Nick Berg...

Date: Wed, 12 May 2004 12:35:16 -0400
From: "Mark Humphrey"
To: broadcast@broadcast.net
Subject: [BC] [BC]Remembering Nick (was Why was Nick in Iraq?)
Reply-To: broadcast@broadcast.net

The tragic news about Nick Berg's murder hit very close to home, as I had known him for about two years and we hired him for several recent projects -- in fact, he installed an auxiliary antenna for WPLY in February, just before heading back to Iraq. Perhaps I can shed some light on this situation.

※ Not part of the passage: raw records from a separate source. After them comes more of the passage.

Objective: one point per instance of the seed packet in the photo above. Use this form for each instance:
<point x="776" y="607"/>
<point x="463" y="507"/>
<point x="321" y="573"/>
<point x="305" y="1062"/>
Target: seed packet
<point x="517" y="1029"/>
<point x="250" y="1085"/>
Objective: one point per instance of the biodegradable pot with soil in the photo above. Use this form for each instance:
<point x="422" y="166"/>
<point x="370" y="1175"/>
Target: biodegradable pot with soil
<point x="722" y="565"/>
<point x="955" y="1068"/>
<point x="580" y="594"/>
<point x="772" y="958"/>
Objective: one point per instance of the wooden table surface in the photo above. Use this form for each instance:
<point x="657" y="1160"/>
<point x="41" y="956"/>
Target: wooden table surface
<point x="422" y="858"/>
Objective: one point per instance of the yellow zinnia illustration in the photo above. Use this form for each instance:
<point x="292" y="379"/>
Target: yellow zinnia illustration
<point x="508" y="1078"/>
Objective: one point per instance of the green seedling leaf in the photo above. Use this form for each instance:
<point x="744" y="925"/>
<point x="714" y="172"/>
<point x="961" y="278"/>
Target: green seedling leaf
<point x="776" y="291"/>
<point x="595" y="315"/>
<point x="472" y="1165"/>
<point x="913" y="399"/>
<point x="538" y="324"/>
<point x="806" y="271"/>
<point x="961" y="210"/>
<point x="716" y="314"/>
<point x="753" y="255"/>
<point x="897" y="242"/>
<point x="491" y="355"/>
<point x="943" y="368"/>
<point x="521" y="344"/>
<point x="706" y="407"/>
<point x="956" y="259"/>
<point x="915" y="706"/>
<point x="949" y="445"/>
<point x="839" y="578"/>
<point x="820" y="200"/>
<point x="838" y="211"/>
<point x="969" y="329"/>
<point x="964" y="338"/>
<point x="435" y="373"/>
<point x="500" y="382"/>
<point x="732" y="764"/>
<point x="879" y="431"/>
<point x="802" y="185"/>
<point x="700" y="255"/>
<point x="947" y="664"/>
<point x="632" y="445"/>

First, let me say that Nick impressed me as a very bright, resourceful and dedicated individual who cared a great deal about improving our quality of life by applying his skills and knowledge. Nick not only possessed the necessary physical ability and stamina to do the job, but had also studied engineering at Drexel, Penn, and Cornell, so I felt very comfortable letting him handle our work. I knew that he wanted to grow his own business, and I felt obligated to give him that opportunity.

He had all sorts of ideas to bring technology to less-developed parts of the world, including a concrete tower which could be fabricated in remote parts of the world using locally- available materials, thus avoiding the problems of shipping steel in the absence of a good transportation network.

In fact, at last year's PAB Engineering Conference in Hershey, he and his father (who served as business manager of the company) displayed a prototype modular structure called "Bovl Blocks", made of interlocking concrete blocks that could be cast on site, then stacked to the desired height. He thought this product would be particularly useful in the African interior, where cellular networks are just beginning to be built out.

Why did he go to Iraq?

He was aware that some towers were damaged last year during bombing missions, and many more had been looted... copper lines removed, diagonal members taken out, etc. Few obstruction lighting systems were functional -- he mentioned an 800 foot tower two miles from an airport (used by our military) that was totally dark. So he first went over in December to see if he could help to assist in the reconstruction, restore Iraq's broadcast services, and repair the serious structural damage that endangered the lives of their citizens.

I received the following email message from Nick in early January:

About Iraq-

I am taking photos - where allowed. It's actually pretty sad - I just got off one of two 320 meter monster towers in Abu Gharib (also home to the main political prison) which use to support most of Baghdad area's VHF and UHF. Both have been badly looted, including 4000 feet or more of flexible 6- 1/8" heliax, two full 12X4 panel TV antennas, and even some structural members. I was also in the North as I mentioned, but here there wasn't as much damage. I'll definitely share some of these pix with you and others next time I'm in the area - I'd love to put together a little presentation for SBE or PAB in about six monthes after I've been on every site and fixed some of them.

He returned to Philadelphia in late January to catch up on some domestic business -- then in early February, tackled an antenna replacement job at our aux site, which he had quoted last summer.

This proved to be more complicated than either of us had first assumed (a three-bay DA with two vertical and four horizontal parasites per bay) but he honored his original quote. The work took place in sub- zero windchills... my feet were getting plenty cold just standing out in the cornfield as we aligned the azimuth, it must have been brutal up on the tower, but he took it in stride.

After Nick completed assembly and we purged the system, I ran the pressure up to 5 PSI and closed the valve on the nitrogen tank. I came out at 4:30 AM the next morning to run some power into the new antenna, and as the transmitter ramped up to full output, I saw *zero* reflected. (I tapped the meter to make sure it wasn't stuck!)

We had a perfect installation, no split or missing bullets, etc. And I haven't seen *any* pressure loss since then (actually, the gage reads between 7 and 8 now, due to the warmer weather.)

I knew that Nick was planning to return to Irag in March, but hadn't heard any word from him over the past two months, which had me concerned. Then I received the message from his parents (which Stu Engelke posted here last week) and my heart sunk. I was at lunch yesterday when the news broke about his brutal murder, and I was devastated.

If you've been following all sides of this story, you may have read that his parents did not receive much cooperation from OUR Federal Government when trying to learn his whereabouts, which is very disturbing. He had reportedly booked a March 30 flight back to New York, but missed it because he had been detained by our military. Today's "spin" on the story is that they told him to get out, but I'm not buying that.

Let's keep his family in our thoughts and prayers. Our industry (and humanity) has lost a very fine person.